In “Cinderella, Not So Morally Superior,” author Elisabeth Pantaja takes the position that Cinderella is not superior to the step-sisters, as readers often think. Additionally, so takes the position that Cinderella is not motherless in the story.
As a child or an adult just watching Cinderella for entertainment, at first glance, without a thought, it does appear that poor, motherless Cinderella is taken advantage of by her stepmother, Lady Tremaine, and evil stepsisters, Drizella and Anastasia. Cinderella is orphaned as a young girl. Her mother dies when she is a baby. Her father remarries, trying to provide Cinderella with a mother to raise her. In doing so, she is provided with two older sisters as well. It appears that Cinderella has another family at last. Then her father passes away as well, and her step-mother changes. No longer is Cinderella’s doting father there to look after her and protect her. Instead, Cinderella becomes the household servant since her Lady Tremaine does not handle the finances well and the help must be let go. Step-mother and step-sister’s still live in luxury, only Cinderella’s life is changed as she undertakes the new role of servant.
The King and the Duke organize a ball at the palace for Prince Charming as they are distraught that he does not intend to get married. All eligible maidens are invited. When the invitations arrive at the house, Lady Tremaine and her daughters are excited. Cinderella points out that she, too, is eligible to go. Her step mother concedes, as long as her chores are done, then gives an impossible list to Cinderella to complete, including making something appropriate to wear. When Cinderella accomplishes everything on time, Lady Tremaine harshly critiques has dress, allows it to be trashed by her daughters, and they leave for the ball, leaving Cinderella behind, in tears.
Alas, Cinderella’s fairy godmother shows up, creates a beautiful gown for her to wear, provides her with a carriage, and a warning to be home by midnight. Cinderella attends the ball, and with no traditional Disney magic, Prince Charming falls in love with her and is confused when she runs off at midnight, leaving one glass slipper behind as she leaves in the night.
The next day, when the footman has to fit the slipper on all maidens, arrives at the house, Cinderella is locked away, and as her stepmother knows it is she the Prince has fallen in love with. She escapes, but Lady Tremaine trips the footman, causing the glass slipper to shatter. Cinderella is able to produce the slipper mate, demonstrating she is the one, and she and Prince Charming marry (http://en.wikipedia.org/wiki/Cinderella_(1950_film)).

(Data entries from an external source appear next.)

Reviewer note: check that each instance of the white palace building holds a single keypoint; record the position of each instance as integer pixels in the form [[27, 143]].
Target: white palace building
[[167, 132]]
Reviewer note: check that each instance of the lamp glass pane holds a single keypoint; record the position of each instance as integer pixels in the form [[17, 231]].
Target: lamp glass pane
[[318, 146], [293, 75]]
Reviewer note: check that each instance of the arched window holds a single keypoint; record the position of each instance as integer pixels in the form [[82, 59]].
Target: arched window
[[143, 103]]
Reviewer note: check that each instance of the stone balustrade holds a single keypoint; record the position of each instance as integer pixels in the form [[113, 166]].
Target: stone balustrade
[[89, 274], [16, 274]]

Personal Response to the Presentation
In this story, as I was in the time in which it was set, the women’s status was as established as their husband’s was. A woman could not establish her status in society on her own. Both mothers, Cinderella’s and the step-sisters, wanted their daughters to marry well, and Prince Charming would be the epitome of a good marriage. Lady Tremaine tried to be successful through her daughter’s presentation to the Prince at the ball. Cinderella’s mother did so in another matter. The tree that grew on her grave housed two birds that pecked out the Drizella and Anastasia’s eyes when the footman arrived, enabling Cinderella to try on a glass slipper to prove she was the one the Prince fancied at the ball.
Lady Tremaine and Cinderella’s mothers were strong women willing to fight to help their daughters achieve a role of prominence in the society in which they lived. Although done in a way that is masked in symbolism, the women show creativity, cruelty, and resilience. They are willing to do what it takes to get the job done, through unscrupulous means and dirty tactics, making their daughters shine in the end.